What mosaic is to painting, and origami is to sculpture, quilling is to wrought iron or bas-relief sculpture. It is a Renaissance crafting activity which, nowadays, revolves around using long, inexpensive strips of paper sold wherever crafting supplies are found. The packs I’ve found are often in a varied yet complimentary colors that look wonderful together.
This book seems to be a comprehensive guide to all its many possibilities, from artworks, to jewelry, to ornaments, to decorating objects used at home or office. With the help of this well-designed and written book, filled with lovely photographs, detailed step-by-step instructions, helpful tips, and simple tools, anyone can create designs that are as simple or complex as they like.
It’s a really fun crafting activity! The book is divided into five main sections, aside from introductions and resources listing of where to buy supplies. There is a chapter on basics, another on the basic quilling shapes, round and needle forms, shaped forms, and quilling molds. It really offers everything I need to learn more about this amazing craft!
I remember trying to learn how to carve soap when I was a child. I was excited by the forgiving and inexpensive medium but was disappointed by my results. I really needed some instruction to get beyond the beginner level but had no idea who to turn to. Well, now I do. This seems like the ultimate guide for all levels of soap carving.
I love how this book offers detailed instructions for important techniques to master and then, step-by-step, walks you through dozens of projects from beginner, to intermediate, to advanced. The newer glycerin soaps add a lot of potential that I didn’t have when I was young, and I found the beautifully designed book easy to follow with generous and helpful photographs throughout. It’s an excellent guide for any skill level from the master behind the Mizutama.Soap YouTube channel. My favorites are the flowers, I’m hoping to get good enough to give them as gifts!

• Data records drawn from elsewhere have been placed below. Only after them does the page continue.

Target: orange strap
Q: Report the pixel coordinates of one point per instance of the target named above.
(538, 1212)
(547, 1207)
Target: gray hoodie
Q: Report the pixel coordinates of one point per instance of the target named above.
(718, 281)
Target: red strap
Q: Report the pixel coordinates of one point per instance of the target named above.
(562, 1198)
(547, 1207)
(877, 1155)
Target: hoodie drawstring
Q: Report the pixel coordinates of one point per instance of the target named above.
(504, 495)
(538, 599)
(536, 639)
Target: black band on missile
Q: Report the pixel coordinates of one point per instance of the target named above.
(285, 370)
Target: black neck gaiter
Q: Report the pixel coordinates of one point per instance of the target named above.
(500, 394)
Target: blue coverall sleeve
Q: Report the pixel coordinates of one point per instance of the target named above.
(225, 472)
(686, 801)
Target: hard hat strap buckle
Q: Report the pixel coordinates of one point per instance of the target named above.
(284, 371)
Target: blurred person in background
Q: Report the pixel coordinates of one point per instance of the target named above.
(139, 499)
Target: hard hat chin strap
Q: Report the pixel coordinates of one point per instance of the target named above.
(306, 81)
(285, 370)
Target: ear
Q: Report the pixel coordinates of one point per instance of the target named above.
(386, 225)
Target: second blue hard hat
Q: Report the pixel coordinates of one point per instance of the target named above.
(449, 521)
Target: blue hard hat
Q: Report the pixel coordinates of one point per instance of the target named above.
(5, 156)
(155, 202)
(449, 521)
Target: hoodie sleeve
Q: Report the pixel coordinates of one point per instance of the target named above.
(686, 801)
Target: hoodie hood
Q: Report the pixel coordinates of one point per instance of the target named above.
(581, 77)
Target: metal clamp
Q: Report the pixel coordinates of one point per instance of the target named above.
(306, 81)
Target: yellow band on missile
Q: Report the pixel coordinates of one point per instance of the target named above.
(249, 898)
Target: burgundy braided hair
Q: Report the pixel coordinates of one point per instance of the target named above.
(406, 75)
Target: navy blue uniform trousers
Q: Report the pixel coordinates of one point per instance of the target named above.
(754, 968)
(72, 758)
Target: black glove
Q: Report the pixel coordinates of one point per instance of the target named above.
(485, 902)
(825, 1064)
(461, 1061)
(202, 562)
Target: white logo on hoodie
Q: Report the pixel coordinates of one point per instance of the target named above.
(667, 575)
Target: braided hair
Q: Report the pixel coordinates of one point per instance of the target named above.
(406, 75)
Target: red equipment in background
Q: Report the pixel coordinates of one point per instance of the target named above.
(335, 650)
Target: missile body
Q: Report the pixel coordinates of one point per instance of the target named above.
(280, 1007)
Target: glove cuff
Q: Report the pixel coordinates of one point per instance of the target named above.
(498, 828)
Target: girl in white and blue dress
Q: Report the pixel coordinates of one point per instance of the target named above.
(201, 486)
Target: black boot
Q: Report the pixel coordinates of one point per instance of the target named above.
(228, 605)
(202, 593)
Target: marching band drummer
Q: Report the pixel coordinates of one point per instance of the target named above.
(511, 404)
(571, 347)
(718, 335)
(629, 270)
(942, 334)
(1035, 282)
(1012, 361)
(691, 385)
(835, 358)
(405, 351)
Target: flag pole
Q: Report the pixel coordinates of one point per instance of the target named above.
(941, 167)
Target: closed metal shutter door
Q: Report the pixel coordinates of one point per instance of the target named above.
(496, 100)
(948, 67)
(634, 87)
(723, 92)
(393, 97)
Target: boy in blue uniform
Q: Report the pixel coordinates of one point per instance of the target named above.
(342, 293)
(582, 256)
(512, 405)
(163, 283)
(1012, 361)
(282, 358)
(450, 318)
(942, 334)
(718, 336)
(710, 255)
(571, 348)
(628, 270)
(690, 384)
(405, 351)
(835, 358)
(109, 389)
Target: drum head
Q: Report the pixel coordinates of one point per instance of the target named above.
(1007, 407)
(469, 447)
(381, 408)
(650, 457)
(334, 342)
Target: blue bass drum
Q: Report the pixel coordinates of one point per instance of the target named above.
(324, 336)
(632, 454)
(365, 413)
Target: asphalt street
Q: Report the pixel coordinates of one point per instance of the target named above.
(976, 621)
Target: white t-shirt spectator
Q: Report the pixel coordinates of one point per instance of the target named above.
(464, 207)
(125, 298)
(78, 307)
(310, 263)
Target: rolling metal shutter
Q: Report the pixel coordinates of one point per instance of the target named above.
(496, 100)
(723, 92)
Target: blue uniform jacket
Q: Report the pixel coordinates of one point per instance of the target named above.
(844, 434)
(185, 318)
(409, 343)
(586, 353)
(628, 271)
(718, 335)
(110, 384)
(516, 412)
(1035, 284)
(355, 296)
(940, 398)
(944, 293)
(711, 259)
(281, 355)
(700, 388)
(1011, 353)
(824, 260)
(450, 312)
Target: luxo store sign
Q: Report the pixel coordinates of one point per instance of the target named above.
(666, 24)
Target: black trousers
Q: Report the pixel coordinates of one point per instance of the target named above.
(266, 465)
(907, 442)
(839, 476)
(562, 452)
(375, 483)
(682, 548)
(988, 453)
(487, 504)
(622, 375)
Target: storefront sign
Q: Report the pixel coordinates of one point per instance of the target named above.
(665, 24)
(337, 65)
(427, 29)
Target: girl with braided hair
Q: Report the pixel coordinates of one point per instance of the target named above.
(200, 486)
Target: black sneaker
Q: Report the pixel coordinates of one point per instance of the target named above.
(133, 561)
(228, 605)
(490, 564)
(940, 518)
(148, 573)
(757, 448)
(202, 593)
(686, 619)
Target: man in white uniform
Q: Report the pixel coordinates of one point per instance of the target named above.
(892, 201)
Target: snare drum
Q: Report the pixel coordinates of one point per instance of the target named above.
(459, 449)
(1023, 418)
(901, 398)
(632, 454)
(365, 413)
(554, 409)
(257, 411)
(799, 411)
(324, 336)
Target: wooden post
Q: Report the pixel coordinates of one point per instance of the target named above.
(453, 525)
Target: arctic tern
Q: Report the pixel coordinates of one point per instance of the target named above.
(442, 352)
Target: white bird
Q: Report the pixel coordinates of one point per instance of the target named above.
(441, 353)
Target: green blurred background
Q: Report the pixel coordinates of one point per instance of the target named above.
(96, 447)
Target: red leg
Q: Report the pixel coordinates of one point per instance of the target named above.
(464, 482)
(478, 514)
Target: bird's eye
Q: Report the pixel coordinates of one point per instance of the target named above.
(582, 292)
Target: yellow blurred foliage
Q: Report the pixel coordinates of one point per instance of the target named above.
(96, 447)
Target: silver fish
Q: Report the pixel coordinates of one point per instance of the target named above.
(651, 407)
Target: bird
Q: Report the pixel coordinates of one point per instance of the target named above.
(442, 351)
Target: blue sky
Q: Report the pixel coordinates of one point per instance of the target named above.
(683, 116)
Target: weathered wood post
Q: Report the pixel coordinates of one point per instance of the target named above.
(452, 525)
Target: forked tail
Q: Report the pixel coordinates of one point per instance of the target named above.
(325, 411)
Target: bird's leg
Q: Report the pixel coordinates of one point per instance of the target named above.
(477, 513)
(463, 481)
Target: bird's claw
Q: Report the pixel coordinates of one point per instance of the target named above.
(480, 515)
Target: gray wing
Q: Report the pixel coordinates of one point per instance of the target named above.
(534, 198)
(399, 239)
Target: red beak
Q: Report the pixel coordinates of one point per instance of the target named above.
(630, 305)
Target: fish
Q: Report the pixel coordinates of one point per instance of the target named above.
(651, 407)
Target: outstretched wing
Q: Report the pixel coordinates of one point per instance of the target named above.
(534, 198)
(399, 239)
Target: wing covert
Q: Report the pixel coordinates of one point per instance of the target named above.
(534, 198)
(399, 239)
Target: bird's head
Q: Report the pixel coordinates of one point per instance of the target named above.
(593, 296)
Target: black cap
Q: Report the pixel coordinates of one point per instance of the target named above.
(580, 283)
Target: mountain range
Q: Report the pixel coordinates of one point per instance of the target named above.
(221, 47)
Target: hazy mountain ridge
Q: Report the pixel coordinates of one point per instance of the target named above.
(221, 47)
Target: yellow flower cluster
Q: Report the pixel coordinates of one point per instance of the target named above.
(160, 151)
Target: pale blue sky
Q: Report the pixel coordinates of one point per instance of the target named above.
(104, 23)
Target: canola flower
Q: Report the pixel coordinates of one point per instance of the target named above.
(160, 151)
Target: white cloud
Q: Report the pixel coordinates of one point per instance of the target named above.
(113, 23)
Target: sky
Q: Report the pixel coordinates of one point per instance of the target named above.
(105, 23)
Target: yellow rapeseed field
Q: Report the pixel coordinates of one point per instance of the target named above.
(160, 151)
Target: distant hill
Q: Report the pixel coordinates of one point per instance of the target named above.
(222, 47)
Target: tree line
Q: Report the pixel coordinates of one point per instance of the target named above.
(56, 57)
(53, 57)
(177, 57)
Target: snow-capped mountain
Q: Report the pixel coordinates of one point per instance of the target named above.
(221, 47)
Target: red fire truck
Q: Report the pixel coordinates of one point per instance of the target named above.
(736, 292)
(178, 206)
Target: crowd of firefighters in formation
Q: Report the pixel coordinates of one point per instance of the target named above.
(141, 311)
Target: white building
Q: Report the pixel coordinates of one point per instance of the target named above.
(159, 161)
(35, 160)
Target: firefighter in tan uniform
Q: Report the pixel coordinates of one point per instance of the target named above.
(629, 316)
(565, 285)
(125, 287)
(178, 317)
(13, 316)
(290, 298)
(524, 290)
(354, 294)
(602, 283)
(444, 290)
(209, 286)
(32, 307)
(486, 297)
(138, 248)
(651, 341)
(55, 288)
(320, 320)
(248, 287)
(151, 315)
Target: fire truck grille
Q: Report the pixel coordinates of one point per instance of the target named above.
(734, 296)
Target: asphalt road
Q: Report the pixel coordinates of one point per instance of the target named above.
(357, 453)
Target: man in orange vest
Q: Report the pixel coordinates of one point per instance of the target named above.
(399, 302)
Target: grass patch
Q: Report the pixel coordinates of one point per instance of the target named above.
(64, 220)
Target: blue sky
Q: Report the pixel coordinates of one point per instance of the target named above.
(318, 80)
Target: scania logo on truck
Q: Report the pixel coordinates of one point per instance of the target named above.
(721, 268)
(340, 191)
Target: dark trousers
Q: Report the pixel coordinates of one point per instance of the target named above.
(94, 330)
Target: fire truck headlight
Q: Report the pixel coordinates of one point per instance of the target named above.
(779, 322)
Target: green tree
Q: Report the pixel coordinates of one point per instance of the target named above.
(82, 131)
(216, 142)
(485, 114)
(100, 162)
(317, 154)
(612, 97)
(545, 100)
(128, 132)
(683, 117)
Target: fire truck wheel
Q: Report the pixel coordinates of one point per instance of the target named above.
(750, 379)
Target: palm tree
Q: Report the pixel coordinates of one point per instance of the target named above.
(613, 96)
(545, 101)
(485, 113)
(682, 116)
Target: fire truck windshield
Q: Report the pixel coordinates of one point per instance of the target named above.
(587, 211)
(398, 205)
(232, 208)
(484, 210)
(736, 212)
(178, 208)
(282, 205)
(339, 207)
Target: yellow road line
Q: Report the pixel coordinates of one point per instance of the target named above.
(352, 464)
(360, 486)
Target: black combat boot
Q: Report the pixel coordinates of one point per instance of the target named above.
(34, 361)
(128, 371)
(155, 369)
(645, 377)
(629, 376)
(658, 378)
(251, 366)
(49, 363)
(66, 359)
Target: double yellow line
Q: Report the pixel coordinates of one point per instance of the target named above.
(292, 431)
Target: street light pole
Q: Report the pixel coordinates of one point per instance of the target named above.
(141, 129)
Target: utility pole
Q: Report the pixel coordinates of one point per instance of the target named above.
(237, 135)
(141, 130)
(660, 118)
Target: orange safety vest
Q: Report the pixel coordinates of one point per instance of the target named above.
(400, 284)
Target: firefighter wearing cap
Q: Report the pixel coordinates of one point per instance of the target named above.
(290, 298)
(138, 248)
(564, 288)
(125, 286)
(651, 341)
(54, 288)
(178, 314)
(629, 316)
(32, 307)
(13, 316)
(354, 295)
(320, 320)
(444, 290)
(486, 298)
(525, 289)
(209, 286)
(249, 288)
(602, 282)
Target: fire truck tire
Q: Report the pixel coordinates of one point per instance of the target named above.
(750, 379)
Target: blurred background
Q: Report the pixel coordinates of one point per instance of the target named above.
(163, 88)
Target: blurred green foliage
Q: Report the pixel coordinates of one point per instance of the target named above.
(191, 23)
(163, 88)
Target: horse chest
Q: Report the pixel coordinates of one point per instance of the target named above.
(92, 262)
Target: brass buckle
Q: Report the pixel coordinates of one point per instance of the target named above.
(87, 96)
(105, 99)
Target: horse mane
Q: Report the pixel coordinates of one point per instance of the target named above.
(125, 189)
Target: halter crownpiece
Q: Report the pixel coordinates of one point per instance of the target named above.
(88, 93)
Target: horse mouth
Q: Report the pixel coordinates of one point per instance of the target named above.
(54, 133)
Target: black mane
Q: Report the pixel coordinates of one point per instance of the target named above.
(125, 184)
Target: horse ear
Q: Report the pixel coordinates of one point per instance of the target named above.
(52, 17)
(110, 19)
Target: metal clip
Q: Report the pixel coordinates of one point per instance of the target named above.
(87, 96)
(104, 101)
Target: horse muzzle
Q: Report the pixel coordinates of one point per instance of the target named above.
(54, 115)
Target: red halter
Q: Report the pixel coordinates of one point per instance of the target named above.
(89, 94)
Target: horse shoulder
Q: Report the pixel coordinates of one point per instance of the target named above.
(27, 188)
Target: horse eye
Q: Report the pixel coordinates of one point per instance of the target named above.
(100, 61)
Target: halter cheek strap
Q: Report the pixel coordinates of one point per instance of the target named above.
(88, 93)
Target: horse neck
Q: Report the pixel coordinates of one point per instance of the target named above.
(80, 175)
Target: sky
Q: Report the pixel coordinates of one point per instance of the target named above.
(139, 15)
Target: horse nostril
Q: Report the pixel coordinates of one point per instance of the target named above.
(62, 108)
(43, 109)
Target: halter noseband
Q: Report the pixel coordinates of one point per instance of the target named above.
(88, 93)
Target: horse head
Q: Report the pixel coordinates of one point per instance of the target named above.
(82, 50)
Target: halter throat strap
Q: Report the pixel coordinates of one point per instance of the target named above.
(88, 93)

This fun crafting book includes a large set of origami papers yet is mostly an in-depth origami book, that is well designed, engagingly written, and printed in a super high quality style for a paper back(!). The clever and innovative projects, besides from being super cute, are fun to make and not-too-difficult, either. The book starts with a helpful guide for beginners, and then offers a series of projects, which include: boxes, puffy five-pointed stars, “water balloons,” “tea bags,” little envelopes, love knots, scoops, bracelets, bookmarks, and hearts.
I really love the adorable miniature renditions of other objects, such as the sushi, bento boxes, cacti, swirling ice cream cones, flowers, and many more. The projects are a delight for all ages — my daughter made matching friendship bracelets for her and her sister, which are just darling! I think that this book would be a great gift for any age.
This easily accessible book for all ages offers (actually, many more than) 62 different animal designs using a clear and easy approach, and would be a help to cartoonists, illustrators, and everyday doodlers, too. The basic approach starts with simple outlines to which one adds details and fills in with fur, feathers, and more. They are cute but I think this novel, intuitive artistic approach is a truly helpful guide and should instill confidence in less experienced illustrators, by pointedly eschewing the more complex/bewildering draw-basic-shapes-then-transform-them-into-what-you’re-actually-drawing approach.
Think more Klee, or later Picasso, than, say, Durer or Da Vinci. Each spread offers a step-by-step approach for one of the 62 animal designs, yet also offers the same animal in a number of other poses which can then be attempted using the same, intuitive approach. The book is well bound and printed, primarily in black and white, with colored accents on each page. Especially if the goal is to help instill artistic confidence in your child, student, or yourself, this is a safe bet and is super fun for all ages!
As a professional designer and teacher, I’ve noticed that kids (especially girls) have become more and more interested in chibi-style design. I see their doodles of cute characters, well, literally everywhere, as they try to emulate this charmingly cute Asian style of animation, which is sort of a baby-sized, extra cute version of anime characters (e.g., more “Teen Titan Go” than the more traditionally animated “Teen Titans”). So this is a book that I am sure will be much desired by many a budding artist/doodler/everyone.
It really is a sort of course on the whole concept with step-by-step instructions for a wide variety of characters, along with what I think is kind of a ground-breaking overview of the basics of chibi design — including body and facial proportions, “traditional” facial-feature designs, as well crucial details that raise the bar on your illustrations from beginner to pro, such as wrinkles the clothing, uncooperative hair, etc. Pointing out the specific differences between realistic, anime, and chibi designs is really helpful.